Pick Me

Saturday, July 25, 2009

my yeh yeh and having late watermelon juice.

two weeks ago at this time, i was right here.
at this computer, doing my work.

i posted an angry post here because i was frustrated at alot of things.
i took it down again.

in 3 more hours, it will be exactly two weeks since my granpa passed away.

i saw him take his last breath.
i was right there by his bed.
it is by far the scariest thing ever, but yet it is a memory i don't want to let go off.

something in me died when the doctor officially pronounced him dead.
:(

and the next few days weren't that easy either.

i miss and love my granpa alot.

i'm so angry with myself because i should have spent more time with him when he was still conscious. and that was probably like, a week or two before his passing.

my house is just one block behind and yet i think i can say i spend the least time with him then.

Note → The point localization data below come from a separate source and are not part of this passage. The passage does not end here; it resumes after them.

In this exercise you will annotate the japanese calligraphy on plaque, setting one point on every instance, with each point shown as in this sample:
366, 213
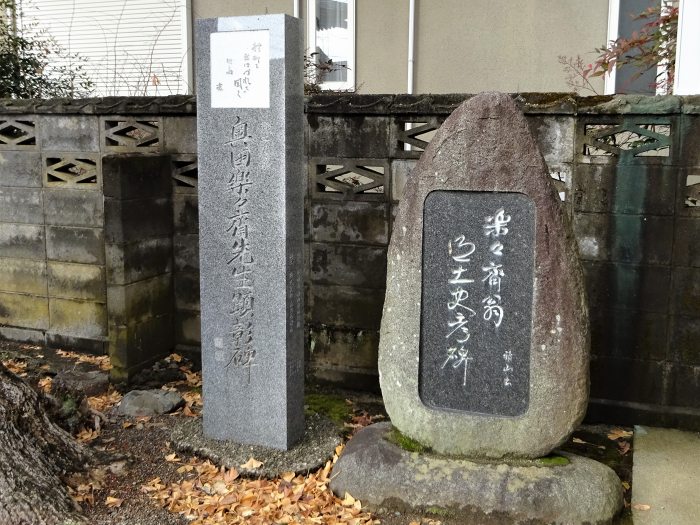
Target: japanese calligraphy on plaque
478, 271
240, 69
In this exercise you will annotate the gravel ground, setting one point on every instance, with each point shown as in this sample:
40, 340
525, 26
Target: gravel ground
137, 449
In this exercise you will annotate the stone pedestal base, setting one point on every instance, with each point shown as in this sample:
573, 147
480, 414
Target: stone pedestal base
317, 446
380, 473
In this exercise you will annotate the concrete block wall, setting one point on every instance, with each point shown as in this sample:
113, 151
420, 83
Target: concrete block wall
51, 236
82, 267
86, 223
139, 257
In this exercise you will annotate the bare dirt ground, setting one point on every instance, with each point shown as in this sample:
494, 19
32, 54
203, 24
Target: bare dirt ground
143, 481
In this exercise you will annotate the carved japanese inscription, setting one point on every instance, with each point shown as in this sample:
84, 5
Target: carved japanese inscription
476, 318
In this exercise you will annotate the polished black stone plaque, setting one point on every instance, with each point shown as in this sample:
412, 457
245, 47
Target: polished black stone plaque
476, 309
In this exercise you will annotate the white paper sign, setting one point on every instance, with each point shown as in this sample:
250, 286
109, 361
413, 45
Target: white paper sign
240, 69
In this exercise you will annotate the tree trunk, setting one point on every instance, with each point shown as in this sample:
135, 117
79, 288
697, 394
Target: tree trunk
34, 454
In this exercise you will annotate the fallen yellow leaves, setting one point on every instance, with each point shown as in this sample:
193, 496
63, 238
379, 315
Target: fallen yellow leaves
252, 464
211, 495
101, 361
17, 367
45, 384
113, 502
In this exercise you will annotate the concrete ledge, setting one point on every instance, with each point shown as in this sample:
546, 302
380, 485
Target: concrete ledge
380, 473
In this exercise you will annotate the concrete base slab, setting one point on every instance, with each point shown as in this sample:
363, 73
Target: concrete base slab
666, 476
380, 473
316, 447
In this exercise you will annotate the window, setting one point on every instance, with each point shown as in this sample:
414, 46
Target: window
332, 37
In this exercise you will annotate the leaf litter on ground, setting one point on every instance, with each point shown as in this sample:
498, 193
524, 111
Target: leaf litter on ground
216, 495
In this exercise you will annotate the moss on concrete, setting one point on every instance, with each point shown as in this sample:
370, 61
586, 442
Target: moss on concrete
332, 406
401, 440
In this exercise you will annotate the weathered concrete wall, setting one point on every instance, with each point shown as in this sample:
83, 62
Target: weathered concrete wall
86, 223
636, 218
139, 257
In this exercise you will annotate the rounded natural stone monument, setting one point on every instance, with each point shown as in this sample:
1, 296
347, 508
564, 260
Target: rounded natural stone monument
484, 344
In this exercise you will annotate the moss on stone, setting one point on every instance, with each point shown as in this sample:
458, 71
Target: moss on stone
332, 406
553, 460
403, 441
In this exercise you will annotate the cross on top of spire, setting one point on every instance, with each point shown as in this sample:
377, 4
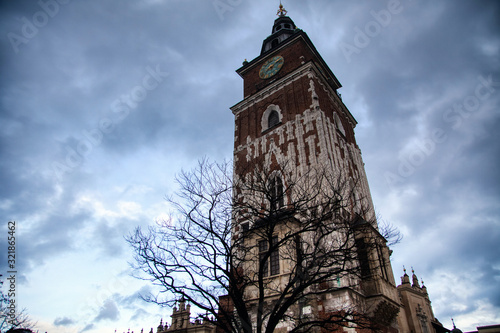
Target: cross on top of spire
281, 10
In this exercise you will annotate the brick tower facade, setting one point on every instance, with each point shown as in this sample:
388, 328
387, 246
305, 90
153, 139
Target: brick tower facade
293, 118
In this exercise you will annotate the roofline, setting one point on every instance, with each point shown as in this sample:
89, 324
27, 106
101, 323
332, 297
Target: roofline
291, 39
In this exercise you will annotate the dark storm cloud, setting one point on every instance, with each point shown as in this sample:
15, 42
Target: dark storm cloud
66, 89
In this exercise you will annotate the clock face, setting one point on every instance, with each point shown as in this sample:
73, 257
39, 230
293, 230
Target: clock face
271, 67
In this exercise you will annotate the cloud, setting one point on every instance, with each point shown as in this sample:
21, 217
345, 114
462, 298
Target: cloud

the last long conversation i remember having with my granpa before him being sick was when he drove me to training one day, he was telling me how good a sportsman he once was, and that he was happy that i was active in sports too.

and that was in april -_-

going to church on sundays is weird too, not seeing my yeh yeh there anymore.

well, our lives go on, we know yeh yeh's in a better place.

i have since been very busy.
and honestly the most stressed out i've ever been.
and i'm not going to do well for my term exam, and i might as well say finals too.

it took me awhile to post this, but i wanted my first update since my yeh yeh's passing to be about him, for me to remember in the coming years.

thanks to some for being there, it really helped alot.